Computer Vision (CV) and Machine Learning (ML) have received a tremendous attention in both research and industrial domains recently. Vision is in fact the most ubiquitous sensing modality for autonomous systems in robotics and many other industrial applications. However, modern vision systems are not just complex perception systems but should possess intelligent abilities. They should be able to deal with real world scenarios, i.e., understanding scenes in the wild. Understanding a scene means essentially to figure out which objects are therein, recognize people behaviors and occurring dynamic events, classify activities, predict events, reconstructing the 3D environment, etc., exploiting the various data sources available, which mostly depend on the specific application to be tackled. Indeed, the demand for solving the scene understanding (SU) problem is largely growing given the many real-world applications which can be faced by efficiently tackling its many associated tasks, e.g., autonomous driving or surveillance, to name a few.
Such intelligent capabilities are transversal to many areas and, as such, they have a strong impact on several application domains related to robotics, biomed, finance, and many others. The incredible advancement of such research fields was made possible, on the one hand, by the massive amount of visual, as well as other types of, data now available to train classifiers for tackling problems that were deemed very hard, if not impossible, to solve just a few years ago. This is in turn due to the increased availability of sensors, their affordability, and reduced costs.

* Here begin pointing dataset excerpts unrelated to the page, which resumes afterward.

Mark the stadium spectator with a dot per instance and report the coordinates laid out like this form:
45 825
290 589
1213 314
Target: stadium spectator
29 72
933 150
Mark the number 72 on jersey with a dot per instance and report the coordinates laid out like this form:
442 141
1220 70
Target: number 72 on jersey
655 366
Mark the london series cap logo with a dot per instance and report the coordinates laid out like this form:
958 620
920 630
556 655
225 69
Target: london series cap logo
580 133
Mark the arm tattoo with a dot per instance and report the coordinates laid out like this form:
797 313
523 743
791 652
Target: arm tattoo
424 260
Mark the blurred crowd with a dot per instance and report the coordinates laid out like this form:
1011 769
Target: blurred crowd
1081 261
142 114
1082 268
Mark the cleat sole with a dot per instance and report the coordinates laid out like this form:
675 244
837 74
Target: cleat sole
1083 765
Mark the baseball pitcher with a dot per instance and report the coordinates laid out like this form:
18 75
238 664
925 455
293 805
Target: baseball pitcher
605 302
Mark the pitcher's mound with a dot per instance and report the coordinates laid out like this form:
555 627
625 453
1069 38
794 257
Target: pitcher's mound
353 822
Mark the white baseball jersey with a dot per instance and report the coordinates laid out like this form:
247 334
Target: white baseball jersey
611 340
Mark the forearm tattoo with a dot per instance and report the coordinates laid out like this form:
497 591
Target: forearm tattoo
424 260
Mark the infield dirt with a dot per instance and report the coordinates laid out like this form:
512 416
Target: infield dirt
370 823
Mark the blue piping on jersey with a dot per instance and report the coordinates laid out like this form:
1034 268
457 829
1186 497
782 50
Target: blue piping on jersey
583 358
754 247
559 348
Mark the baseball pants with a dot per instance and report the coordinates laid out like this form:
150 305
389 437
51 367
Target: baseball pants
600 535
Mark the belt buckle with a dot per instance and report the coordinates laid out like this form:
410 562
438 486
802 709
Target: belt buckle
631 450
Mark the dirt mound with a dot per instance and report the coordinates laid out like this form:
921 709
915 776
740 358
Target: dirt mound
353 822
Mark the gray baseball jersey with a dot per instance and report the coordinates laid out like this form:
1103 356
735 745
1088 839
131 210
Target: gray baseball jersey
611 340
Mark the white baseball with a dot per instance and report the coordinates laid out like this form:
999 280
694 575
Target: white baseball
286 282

On the other hand, this big data regime is becoming more viable, mainly due to the development of deep learning methods that, coupled with the increased GPU hardware effectiveness, can make such type of analysis more manageable than in the past. Moreover, targeting the deployment of computational systems in the real world, it is clear that multiple sensory modalities are generally needed to cope effectively and efficiently with the variability of the situations one can face.
While high performance can be obtained thanks to large scale labelled datasets, there are still challenging open questions to actually cope with application domains effectively working in the wild, on how computational systems can adapt to new environments, scenarios and tasks, or when no or very little information is available a priori. In fact, despite the current big data regime, in the real world the availability of reliable annotated data is not always guaranteed, because of the high annotation cost or the inherent difficulty to retrieve data (e.g., complexity of data acquisition, data privacy, ethical issues, etc.). So, especially nowadays it is important to investigate topics related to learning with scarce data, which means dealing with the design of learning models when we have either (variable amounts of) well annotated data, data with noisy labels, unlabeled data only, imbalanced data, or a mix of the previous scenarios.
In this context, a number of intermingled, long-term scientific topics can be investigated, which pose challenging, still open issues, in both theoretical and practical terms. They are:
• Unsupervised and Self-supervised Learning
• Semi-supervised learning
• Learning in long-tail data distribution scenarios
• Few-shot learning
• Domain adaptation and generalization, transfer learning
• Multi-modal learning
These topics are not independent domains, but rather a sort of continuum, which can benefit each other to solve actual open problems. They constitute crucial aspects for every learning algorithm, and especially for Computer Vision that aims at injecting intelligence capabilities in seeing machines while understanding and explaining the data.